Mission #31 – #141 Official Record
August 10, 1944 – Bomb Load: (8) 1,000lb. G.P. Bombs
Time of Flight: 7:30
We bombed Joigny Laroche Railroad Bridge at Joigny,
France. Bomb hits were good. We saw little flak and it was not close. No
fighters. An ideal mission to complete our tour of duty.
Combat Crew #146 was overseas about six months. We flew 31
combat missions with 198 combat hours. We dropped 180,400 pounds of bombs (over
90 tons), plus 1,820 pounds of incendiary bombs.
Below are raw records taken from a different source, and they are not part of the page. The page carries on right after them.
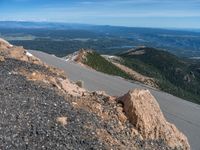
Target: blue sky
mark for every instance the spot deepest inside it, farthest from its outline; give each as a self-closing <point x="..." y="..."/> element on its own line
<point x="139" y="13"/>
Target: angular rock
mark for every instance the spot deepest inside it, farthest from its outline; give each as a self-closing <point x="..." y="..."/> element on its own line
<point x="143" y="111"/>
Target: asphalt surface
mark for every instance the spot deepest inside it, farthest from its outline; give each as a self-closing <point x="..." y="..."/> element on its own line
<point x="185" y="115"/>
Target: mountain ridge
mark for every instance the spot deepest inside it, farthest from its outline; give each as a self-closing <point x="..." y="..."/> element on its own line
<point x="59" y="114"/>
One crew member was killed in
action – we had no wounded.
There are many more things to write about: like the cheese
sandwiches on brown bread we used to get when we got back from the mission,
also, the shot of government whiskey we got to calm our nerves before
We left the 446th about August 19, 1944 by special orders,
No. 231. We went by train to Stone, England. After a period there, we traveled
by train to Glasgow, Scotland for transportation back to the good ole U.S. of A.
At Glasgow, we boarded the H.M.S. Aquatania, the third largest ship afloat and
the fastest. We left there a couple of days later, when the ship was loaded. We
had 5,000 German P.O.W.’s aboard, also 900 wounded (stretcher cases), and 1,000
walking wounded. This left about 1,000 able bodied men on board. We had to man
the 20mm antiaircraft guns. I later found out that Skipper was put in charge of
a 6-inch stern chaser gun. We arrived in New York harbor, past the Statue of
Liberty. On docking, we were given doughnuts and fresh milk. The first in many a
day (the food we ate in England would make a book by itself.)
After docking, we were put aboard a ferryboat and taken to
Camp Shanks, New Jersey. There, we had T-bone steaks, French fries, tossed green
salad, and ice cream – all the things we had been doing without. After that, we
were sent home on a 30-day delay en route.
This was the last time we, the crew, saw each other or
heard from each other until Skipper called me last winter, 1987. That is the
reason I’m writing this and copying from my diary because of the interest shown
by Skipper. We’ve been in contact with six crew members, including myself:
Skipper – Norm – Sardonia – Ed – Pop – Kirk.
Following are some of the things I know about the guys:
Skipper stayed with the AAF for 21 years and became a
squadron leader with the rank of colonel. He retired from the AAF and became
involved with the Nebraska Park Service for about twenty years and retired from
that. He now lives in North Platte, Nebraska.
Norm flew with the AAF until the end of the war, flying
aircraft for bombardier trainees. He later went to Arizona for B 25 training. He
later returned home to Annapolis, Maryland and went to work for the telephone
company. He has now retired and is still living in Annapolis.
Pop trained radio operators for navigation and radio
operation around Norfolk, Virginia until war’s end. He then went back to work at
the auto engine plant where he had worked before the war. He has now retired
from there and is living in St. Petersburg, Florida.